A sex-workers’ rights advocate is frustrated that no federal help has been forthcoming for Canada’s first sex-worker cooperative.

Susan Davis, cofounder of the West Coast Cooperative of Sex Industry Professionals, explained that her group wasn’t seeking funding from the Co-operatives Secretariat to start a brothel. The group submitted a proposal to Ottawa in June 2008

With a proposed budget of $194,247, the co-op intended to start enterprises like catering, publishing, consulting, and arts production as early as the first quarter of 2009. One co-op objective is to provide workers with skills that they can use if they choose to leave the sex trade.

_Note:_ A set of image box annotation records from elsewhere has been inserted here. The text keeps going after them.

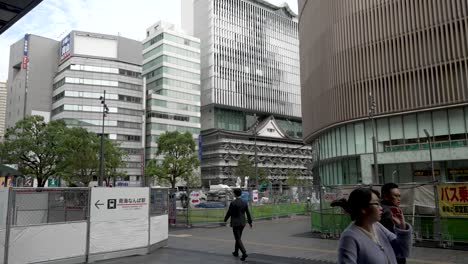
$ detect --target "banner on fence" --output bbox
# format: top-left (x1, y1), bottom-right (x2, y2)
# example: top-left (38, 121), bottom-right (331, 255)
top-left (438, 183), bottom-right (468, 217)
top-left (91, 188), bottom-right (149, 221)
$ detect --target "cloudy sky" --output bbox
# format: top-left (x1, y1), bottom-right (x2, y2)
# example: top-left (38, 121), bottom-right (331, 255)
top-left (0, 0), bottom-right (297, 81)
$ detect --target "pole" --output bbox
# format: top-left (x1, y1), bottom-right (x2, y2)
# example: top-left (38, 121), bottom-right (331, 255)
top-left (317, 138), bottom-right (323, 233)
top-left (98, 90), bottom-right (106, 187)
top-left (424, 129), bottom-right (444, 246)
top-left (254, 126), bottom-right (258, 189)
top-left (369, 92), bottom-right (379, 186)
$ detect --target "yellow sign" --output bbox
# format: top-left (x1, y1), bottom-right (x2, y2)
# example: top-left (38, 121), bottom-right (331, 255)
top-left (437, 183), bottom-right (468, 217)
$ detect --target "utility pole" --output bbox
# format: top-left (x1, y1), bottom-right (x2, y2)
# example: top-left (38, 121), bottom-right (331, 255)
top-left (254, 114), bottom-right (258, 189)
top-left (424, 129), bottom-right (444, 246)
top-left (98, 90), bottom-right (109, 187)
top-left (369, 92), bottom-right (379, 186)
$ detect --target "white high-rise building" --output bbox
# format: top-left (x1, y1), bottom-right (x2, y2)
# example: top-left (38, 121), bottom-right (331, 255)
top-left (6, 31), bottom-right (144, 185)
top-left (142, 22), bottom-right (200, 164)
top-left (0, 82), bottom-right (7, 141)
top-left (190, 0), bottom-right (311, 186)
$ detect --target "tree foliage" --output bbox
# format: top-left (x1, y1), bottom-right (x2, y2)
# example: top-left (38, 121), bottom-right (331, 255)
top-left (62, 127), bottom-right (100, 186)
top-left (0, 116), bottom-right (66, 187)
top-left (286, 170), bottom-right (301, 187)
top-left (145, 131), bottom-right (200, 188)
top-left (253, 167), bottom-right (268, 188)
top-left (61, 127), bottom-right (126, 186)
top-left (0, 116), bottom-right (125, 187)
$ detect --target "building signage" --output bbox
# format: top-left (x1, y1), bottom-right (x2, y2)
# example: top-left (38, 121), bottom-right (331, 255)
top-left (60, 34), bottom-right (71, 61)
top-left (91, 188), bottom-right (149, 221)
top-left (22, 34), bottom-right (29, 69)
top-left (413, 170), bottom-right (440, 176)
top-left (437, 183), bottom-right (468, 217)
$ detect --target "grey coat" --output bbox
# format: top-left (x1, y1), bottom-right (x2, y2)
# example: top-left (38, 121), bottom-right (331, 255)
top-left (338, 222), bottom-right (413, 264)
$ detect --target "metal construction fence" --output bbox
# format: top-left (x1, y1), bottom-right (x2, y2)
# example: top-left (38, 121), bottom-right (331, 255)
top-left (0, 187), bottom-right (168, 264)
top-left (311, 183), bottom-right (468, 247)
top-left (10, 188), bottom-right (90, 226)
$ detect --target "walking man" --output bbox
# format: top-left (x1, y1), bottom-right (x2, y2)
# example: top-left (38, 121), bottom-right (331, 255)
top-left (224, 189), bottom-right (252, 261)
top-left (380, 182), bottom-right (406, 264)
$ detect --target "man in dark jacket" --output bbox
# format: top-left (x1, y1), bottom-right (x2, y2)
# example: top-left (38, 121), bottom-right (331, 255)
top-left (380, 182), bottom-right (406, 264)
top-left (224, 189), bottom-right (252, 261)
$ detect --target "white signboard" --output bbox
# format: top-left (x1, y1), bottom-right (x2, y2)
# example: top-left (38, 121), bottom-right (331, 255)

However, Davis related that she and her colleagues recently received word that the Harper government will not support the project.

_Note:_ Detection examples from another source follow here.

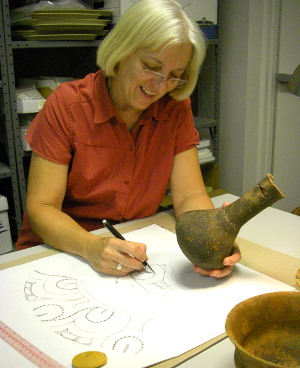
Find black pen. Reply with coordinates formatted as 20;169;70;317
102;220;154;273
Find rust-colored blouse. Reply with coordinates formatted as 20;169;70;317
16;71;199;249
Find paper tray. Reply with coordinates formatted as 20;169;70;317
12;30;107;41
31;9;113;19
31;19;109;34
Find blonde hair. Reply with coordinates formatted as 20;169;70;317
97;0;206;101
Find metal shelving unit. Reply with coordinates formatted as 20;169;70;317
0;2;22;234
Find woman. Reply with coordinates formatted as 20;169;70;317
17;0;240;277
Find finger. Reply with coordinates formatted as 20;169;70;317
209;266;233;279
222;202;230;207
111;240;148;267
223;243;242;266
193;265;210;276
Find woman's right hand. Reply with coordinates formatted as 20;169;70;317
85;235;148;276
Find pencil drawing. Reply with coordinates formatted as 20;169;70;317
24;267;172;354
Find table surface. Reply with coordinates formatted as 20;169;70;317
0;194;300;368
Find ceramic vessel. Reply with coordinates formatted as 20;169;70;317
176;174;285;270
225;291;300;368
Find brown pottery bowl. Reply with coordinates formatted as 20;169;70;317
225;291;300;368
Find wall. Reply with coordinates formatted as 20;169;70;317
273;0;300;211
219;0;300;211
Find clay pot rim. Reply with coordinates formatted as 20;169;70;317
225;290;300;368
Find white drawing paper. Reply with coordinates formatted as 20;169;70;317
0;225;293;368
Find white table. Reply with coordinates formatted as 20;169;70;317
0;194;300;368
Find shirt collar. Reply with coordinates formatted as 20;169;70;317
94;70;171;123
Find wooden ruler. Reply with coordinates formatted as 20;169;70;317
0;320;66;368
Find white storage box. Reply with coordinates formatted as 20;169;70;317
16;87;46;114
0;194;12;254
20;126;31;151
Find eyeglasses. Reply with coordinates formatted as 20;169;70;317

“That’s how much of a priority we are for the federal government,” Davis told the Straight.

She noted that the co-op’s businesses would have helped a number of sex workers during the 2010 Olympics. According to Davis, who works as an escort, sex professionals don’t expect to earn money during the Games because of increased police enforcement of prostitution laws. She added that many of the people who visit Vancouver during the Olympics will be families, rather than sex consumers. As well, the construction boom in the Vancouver region, which Davis pointed out has been good for sex workers, is practically over.

The co-op has plans for a sex-work museum, walking tours, and art sales during the Olympics.

The refusal of the federal government to fund the co-op isn’t going to deter Davis’s group from pushing forward. “We’re going to raise the money ourselves,” she said.

The group recently launched a Web site (www.wccsip.ca/) to draw attention to its activities.

Davis said that sex workers are hoping the profession’s mostly male clientele will contribute financially.

A December 2006 report by the House of Commons subcommittee on solicitation laws noted that it is difficult to determine the extent of prostitution activity in Canada.

Professor Richard Poulin of the University of Ottawa’s sociology and anthropology department was one of the experts who appeared before the subcommittee. He testified that 10 to 15 percent of men in North America buy sexual services.